Chaos am Berliner LaGeSo verlagert sich auf das Sozialgericht
Keine Unterkunft, kein Geld, kein Zugang zu medizinischer Versorgung: Immer mehr Geflüchtete wenden sich an das Berliner Sozialgericht und stellen Eilanträge. Oft gelingt es ihnen so, eine Bearbeitung ihres Falls beim Landesamt für Gesundheit zu erzwingen.
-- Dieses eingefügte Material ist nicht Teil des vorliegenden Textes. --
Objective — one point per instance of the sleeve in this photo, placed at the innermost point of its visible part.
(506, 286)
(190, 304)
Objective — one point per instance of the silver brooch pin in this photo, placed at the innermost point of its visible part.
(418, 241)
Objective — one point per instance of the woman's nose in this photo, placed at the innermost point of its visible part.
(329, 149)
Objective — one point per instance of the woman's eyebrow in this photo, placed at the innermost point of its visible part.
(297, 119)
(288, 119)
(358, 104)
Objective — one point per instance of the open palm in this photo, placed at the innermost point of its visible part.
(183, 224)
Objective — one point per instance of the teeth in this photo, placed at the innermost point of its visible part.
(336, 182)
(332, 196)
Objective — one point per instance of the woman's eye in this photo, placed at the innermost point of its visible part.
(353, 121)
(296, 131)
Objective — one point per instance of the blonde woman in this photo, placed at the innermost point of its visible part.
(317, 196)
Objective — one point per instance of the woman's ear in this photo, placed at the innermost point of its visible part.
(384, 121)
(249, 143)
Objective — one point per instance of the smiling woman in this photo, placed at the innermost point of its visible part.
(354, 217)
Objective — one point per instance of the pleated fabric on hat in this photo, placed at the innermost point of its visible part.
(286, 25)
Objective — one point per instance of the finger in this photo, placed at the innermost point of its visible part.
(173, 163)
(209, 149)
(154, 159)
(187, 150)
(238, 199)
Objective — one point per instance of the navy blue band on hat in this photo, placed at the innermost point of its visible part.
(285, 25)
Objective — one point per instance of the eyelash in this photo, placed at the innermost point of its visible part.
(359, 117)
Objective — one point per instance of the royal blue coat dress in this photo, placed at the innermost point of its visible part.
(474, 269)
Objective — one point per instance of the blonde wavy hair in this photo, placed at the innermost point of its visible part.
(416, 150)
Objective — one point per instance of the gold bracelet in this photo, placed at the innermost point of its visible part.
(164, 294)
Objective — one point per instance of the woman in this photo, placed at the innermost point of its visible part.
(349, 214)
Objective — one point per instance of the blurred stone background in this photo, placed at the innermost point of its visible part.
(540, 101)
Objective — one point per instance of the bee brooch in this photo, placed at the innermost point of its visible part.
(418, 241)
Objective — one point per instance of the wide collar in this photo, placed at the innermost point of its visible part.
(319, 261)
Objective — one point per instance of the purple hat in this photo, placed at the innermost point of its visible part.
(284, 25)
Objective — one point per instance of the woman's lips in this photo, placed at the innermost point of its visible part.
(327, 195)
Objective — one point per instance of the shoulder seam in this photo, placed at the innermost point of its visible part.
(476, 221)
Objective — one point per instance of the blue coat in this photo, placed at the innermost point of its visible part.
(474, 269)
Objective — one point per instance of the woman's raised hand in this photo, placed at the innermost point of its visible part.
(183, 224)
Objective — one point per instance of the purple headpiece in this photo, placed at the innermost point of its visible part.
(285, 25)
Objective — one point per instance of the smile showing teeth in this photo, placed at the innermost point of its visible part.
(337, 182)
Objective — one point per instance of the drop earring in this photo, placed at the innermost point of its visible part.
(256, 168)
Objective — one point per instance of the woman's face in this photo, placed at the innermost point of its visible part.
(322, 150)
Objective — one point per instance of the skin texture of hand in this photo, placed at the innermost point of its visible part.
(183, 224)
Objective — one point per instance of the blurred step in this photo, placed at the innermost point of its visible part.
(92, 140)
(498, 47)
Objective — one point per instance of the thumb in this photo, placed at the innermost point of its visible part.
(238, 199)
"Kaiser, ja Kaiser, Kaiser-Friedrich Straße 55, hast du die Adresse auch hier?"
Im Flur des Berliner Sozialgerichts versucht ein Flüchtling aus Afghanistan einen Fragebogen auszufüllen. Zusammen mit ungefähr 20 weiteren ist er hier, um einen Eilantrag einzureichen. Ohne die Unterstützung freiwilliger Helfer ginge das nicht. Einer von Ihnen ist Andreas Tölke. Er hat die Initiative "Be an Angel" gegründet und hilft jetzt Flüchtlingen und Helfern zum Beispiel bei der Durchsetzung ihrer Rechte:
"Du gehst da rein, stellst den Eilantrag, jetzt Kostenübernahme, jetzt Winterkleidung. Das sind nur aktuelle Sachen, die in einen Eilantrag aufgenommen werden. Okay, und was mache ich dann als Anschrift für die, habe ich ja gar nicht. Hast du eine Handynummer, die funktioniert. Ich kann meine angeben. Prima, du bist mit denen in Kontakt, dann gib deine Handynummer an."
Teils seit Monaten ohne Geld und Unterkunft
Zum Teil seit Monaten haben die Flüchtlinge, die heute hier sind, kein Taschengeld bekommen, haben keine Unterkunft und keinen Zugang zu ärztlicher Versorgung – dafür jede Menge Termine beim LaGeSo, der Berliner Erstaufnahmestelle für Flüchtlinge des Landesamtes für Gesundheit und Soziales. Dieser Syrer hat Glück gehabt, er wohnt inzwischen bei einer deutschen Familie, nun will er Landsleuten helfen:
"Ich bin mit einem Freund aus dem Heim hier. Er hat Riesenprobleme mit seinen Papieren. Er hatte schon 17 Termine am LaGeSo, vergeblich. Er hat dort geschlafen, im Schnee, in der Kälte, im Regen, jetzt ist seit zwei Tagen krank, ich weiß nicht mehr weiter."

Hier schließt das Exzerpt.